Although President Obama has considered the chained CPI, he has also advocated raising the FICA tax cap to $250,000. President Obama's proposal does not go far enough. This is an opportunity for bold action to capture the high ground in bipartisan tax reform and channel former President Reagan. The classic Washington tax reform expands the tax base while reducing tax rates. One of President Reagan's praiseworthy achievements was the Tax Reform Act of 1986, a bipartisan reform that reduced marginal income tax rates while increasing the tax base. President Obama could propose a parallel reform for Social Security.
For too long progressives have focused on the income cap that limits FICA tax collections while overlooking the tax's larger problems. FICA is a regressive tax on earned income. In other words, it is a tax on work that has lower-income people paying higher tax rates. By increasing the FICA tax cap, the problems of the present system are perpetuated. Even if the cap is removed entirely, FICA remains a tax on work.
A better alternative is to expand the tax base, not merely by increasing the FICA tax cap but by taxing other income sources. By doing so, President Obama could preserve and protect Social Security while reducing tax rates. This reform is pro-labor, pro-employment and pro-growth; it will stimulate job creation by reducing the cost of employees for business.
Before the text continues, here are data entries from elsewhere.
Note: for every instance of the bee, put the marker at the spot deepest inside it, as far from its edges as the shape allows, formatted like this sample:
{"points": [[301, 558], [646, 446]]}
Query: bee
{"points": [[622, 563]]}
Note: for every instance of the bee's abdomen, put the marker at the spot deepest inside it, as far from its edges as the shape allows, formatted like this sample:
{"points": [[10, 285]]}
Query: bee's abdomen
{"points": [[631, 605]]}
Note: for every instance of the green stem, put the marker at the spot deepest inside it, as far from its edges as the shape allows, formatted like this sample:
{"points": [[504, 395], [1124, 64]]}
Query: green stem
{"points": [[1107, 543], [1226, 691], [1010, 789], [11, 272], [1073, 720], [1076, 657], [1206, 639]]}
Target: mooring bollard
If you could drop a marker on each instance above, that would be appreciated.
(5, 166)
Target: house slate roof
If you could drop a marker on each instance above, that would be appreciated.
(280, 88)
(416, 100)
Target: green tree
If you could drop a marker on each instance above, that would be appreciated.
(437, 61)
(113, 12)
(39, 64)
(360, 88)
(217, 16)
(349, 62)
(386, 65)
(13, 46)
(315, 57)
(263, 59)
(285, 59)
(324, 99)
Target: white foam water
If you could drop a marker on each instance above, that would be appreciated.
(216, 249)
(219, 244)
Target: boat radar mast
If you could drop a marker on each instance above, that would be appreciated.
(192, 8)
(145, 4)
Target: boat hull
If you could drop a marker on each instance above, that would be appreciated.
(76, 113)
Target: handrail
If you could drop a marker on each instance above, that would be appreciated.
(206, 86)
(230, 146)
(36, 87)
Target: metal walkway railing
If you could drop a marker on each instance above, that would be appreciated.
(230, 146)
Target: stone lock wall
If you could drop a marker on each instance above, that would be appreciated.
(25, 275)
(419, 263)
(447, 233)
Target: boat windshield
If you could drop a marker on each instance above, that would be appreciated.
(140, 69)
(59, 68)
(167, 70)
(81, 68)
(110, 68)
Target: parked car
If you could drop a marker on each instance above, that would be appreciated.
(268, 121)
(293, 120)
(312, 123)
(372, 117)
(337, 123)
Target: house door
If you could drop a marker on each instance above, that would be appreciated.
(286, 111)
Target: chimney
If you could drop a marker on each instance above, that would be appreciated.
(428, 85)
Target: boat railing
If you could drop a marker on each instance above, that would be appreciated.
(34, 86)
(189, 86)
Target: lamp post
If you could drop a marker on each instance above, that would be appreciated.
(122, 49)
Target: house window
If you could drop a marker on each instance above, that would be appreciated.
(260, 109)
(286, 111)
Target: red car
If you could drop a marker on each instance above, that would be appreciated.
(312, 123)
If you think this proposal is a pipe dream, recall the evolution of the part of the FICA tax that finances Medicare. When the tax was initiated in the 1960s, it was a capped tax on earned income (structured exactly like the current tax that supports Social Security). In the 1990s the cap was removed, making this part of the FICA tax a flat tax on earned income. However, elements of the Affordable Care Act are making the rate structure somewhat more progressive and expanding the tax base by taxing income sources other than earned income.
It has been done before; it can be done again. The president can seize this moment to advance a combination of tax and entitlement reforms that preserve Social Security while providing a tax cut for middle-income Americans.
"Democracy...is two wolves and a lamb voting on what to have for lunch"!